Sem entrar no mérito das eventuais vantagens que essa funcionalidade pode trazer para o cotidiano dos usuários do WhatsApp, o MPF entende que ela pode vir na contramão de medidas eficientes que a própria plataforma tem adotado, nos últimos anos, para conter a disseminação de fake news.
Entre os motivos de preocupação do órgão, está o fato de que usuários no papel de administradores destas Comunidades poderão, valendo-se de “avisos”, mandar mensagens para todos os milhares de integrantes dos grupos que elas congregarem, de uma só vez. Tal recurso, a depender de como será usado após ser implementado, poderá aumentar a capacidade de as pessoas viralizarem conteúdos por meio do aplicativo.
Criptografia e viralização de desinformação
O MPF lembra que o WhatsApp utiliza criptografia ponta a ponta, algo importante para garantir a privacidade dos usuários em suas conversas. Por outro lado, como a criptografia impede que os responsáveis pela plataforma monitorem e moderem o conteúdo das mensagens que nela são trocadas, a política de contenção de desinformação do WhatsApp teve de recorrer a estratégias diferentes, focando em diminuir o fluxo de conteúdos que circula no aplicativo.
A principal dessas estratégias para desacelerar a divulgação de boatos e notícias falsas, empregada nos últimos anos, foi limitar o número de encaminhamentos que cada usuário pode fazer de uma só vez. Isso foi feito progressivamente a partir de 2018, com importantes resultados, até chegar ao modelo atual, em que mensagens comuns somente podem ser reencaminhadas para até cinco destinatários simultaneamente, e mensagens que já ganharam alguma viralização, marcadas como “encaminhada com frequência”, podem ser reencaminhadas para, no máximo, um destinatário de cada vez. Assim, a desinformação é contida, diminuindo a intensidade do fluxo de mensagens dentro da plataforma.
Os recursos anunciados com o WhatsApp Comunidades, porém, a depender de como forem explorados pelos usuários, podem relativizar essas estratégias de contenção, especialmente porque a própria empresa tem admitido que, nesse pacote, o número máximo de usuários que cada grupo hoje comporta pode aumentar de 256 para 512.
Como aponta a recomendação, quando as Comunidades forem implementadas, seus administradores poderão enviar mensagens a até 2.560 pessoas de uma só vez, o que representará um aumento de dez vezes no limite de envios iniciais de mensagens hoje em vigor na plataforma.

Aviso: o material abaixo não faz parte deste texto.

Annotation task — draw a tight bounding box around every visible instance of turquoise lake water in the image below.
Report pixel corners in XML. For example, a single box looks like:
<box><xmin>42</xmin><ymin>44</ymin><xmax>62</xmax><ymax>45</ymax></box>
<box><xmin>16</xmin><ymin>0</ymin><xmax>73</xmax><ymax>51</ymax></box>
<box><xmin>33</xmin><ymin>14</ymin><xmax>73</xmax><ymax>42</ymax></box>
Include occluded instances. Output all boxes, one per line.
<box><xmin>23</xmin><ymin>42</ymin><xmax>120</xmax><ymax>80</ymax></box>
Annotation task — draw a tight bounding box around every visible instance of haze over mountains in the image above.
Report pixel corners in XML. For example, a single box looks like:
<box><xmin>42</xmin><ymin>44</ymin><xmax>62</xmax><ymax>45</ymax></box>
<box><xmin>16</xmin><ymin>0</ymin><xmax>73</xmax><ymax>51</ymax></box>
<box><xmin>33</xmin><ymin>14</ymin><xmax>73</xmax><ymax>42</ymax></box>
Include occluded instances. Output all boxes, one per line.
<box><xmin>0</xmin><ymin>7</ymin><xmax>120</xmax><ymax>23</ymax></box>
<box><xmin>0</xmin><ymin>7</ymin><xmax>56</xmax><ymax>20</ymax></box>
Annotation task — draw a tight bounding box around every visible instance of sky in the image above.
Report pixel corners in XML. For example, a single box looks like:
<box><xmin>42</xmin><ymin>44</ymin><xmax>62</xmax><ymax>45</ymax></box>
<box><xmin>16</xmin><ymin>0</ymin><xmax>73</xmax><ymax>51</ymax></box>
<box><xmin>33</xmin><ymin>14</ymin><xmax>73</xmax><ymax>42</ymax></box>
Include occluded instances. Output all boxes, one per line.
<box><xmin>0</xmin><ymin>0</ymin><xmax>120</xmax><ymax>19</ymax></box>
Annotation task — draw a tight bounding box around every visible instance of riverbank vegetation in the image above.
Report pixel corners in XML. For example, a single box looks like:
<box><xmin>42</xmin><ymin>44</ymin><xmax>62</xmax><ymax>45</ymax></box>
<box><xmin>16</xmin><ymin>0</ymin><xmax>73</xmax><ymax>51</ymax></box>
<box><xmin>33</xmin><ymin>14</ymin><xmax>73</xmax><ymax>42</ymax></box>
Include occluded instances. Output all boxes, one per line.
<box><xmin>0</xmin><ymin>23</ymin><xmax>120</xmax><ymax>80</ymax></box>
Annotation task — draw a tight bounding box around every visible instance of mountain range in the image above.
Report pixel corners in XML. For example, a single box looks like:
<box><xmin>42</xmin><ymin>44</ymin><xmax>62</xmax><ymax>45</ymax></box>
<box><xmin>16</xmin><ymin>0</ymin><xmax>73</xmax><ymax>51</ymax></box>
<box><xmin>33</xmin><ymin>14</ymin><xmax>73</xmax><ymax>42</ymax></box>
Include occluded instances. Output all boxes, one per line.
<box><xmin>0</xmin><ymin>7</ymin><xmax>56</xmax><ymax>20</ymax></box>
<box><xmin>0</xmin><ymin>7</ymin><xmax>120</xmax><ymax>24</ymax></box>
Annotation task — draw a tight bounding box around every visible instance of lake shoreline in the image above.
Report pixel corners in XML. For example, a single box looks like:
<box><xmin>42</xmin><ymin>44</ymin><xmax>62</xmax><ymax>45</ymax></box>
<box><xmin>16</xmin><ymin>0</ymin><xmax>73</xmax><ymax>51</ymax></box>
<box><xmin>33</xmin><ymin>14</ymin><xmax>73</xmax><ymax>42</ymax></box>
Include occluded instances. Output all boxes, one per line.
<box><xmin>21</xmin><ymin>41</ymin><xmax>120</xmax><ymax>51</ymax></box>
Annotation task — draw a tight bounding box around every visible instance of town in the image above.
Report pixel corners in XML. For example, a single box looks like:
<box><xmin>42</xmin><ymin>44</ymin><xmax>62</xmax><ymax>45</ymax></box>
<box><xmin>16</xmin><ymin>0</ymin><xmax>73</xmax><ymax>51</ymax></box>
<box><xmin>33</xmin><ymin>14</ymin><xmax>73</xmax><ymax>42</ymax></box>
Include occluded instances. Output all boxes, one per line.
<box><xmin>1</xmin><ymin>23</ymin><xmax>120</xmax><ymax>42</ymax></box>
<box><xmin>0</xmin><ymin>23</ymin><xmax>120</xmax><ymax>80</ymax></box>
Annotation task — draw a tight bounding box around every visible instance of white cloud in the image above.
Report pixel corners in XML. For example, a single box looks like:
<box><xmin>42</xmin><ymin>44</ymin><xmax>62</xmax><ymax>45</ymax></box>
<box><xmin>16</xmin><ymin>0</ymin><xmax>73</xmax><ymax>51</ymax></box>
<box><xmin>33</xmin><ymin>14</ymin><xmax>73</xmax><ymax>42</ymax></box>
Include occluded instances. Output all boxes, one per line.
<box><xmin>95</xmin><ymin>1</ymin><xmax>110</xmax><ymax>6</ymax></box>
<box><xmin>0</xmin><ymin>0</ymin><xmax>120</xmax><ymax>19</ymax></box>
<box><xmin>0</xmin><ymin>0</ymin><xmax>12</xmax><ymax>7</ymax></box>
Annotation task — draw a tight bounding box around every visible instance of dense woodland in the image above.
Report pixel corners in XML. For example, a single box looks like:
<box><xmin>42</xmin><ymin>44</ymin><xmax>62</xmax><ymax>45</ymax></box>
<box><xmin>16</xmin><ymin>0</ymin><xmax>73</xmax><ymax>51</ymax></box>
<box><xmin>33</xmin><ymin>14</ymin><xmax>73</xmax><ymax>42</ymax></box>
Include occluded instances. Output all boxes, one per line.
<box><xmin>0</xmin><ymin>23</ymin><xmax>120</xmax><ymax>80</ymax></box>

E se o tamanho máximo de cada grupo de fato dobrar, esses envios iniciais crescerão mais ainda, chegando a até 5.120 pessoas de uma só vez. Com isso, haveria um aumento da capacidade de viralização de conteúdo no WhatsApp, que poderia afetar negativamente sua atual política de enfrentamento à desinformação.
Riscos no fim do ano
Em abril, o WhatsApp (que tem posição de destaque no mercado nacional, por ser instalado em 99% dos smartphones brasileiros e ser usado por grande parte da população em seu dia a dia, inclusive como fonte de informação) comprometeu-se publicamente a implementar o Comunidades somente após o eventual segundo turno das eleições.
Contudo, no entendimento do MPF, isso não é suficiente para mitigar os riscos especialmente graves que um aumento de desinformação pode gerar para as instituições e para a população do país nos últimos dois meses do ano.
A recomendação expõe que, impulsionada pela ação de grupos organizados, tem aumentado a desinformação especificamente relacionada ao funcionamento das instituições democráticas do Brasil. Notícias falsas envolvendo o sistema de votação nacional e a confiabilidade do sistema de justiça eleitoral, muitas vezes ligadas a convocações de manifestações violentas contra os poderes da República, têm circulado em grande volume nas plataformas digitais.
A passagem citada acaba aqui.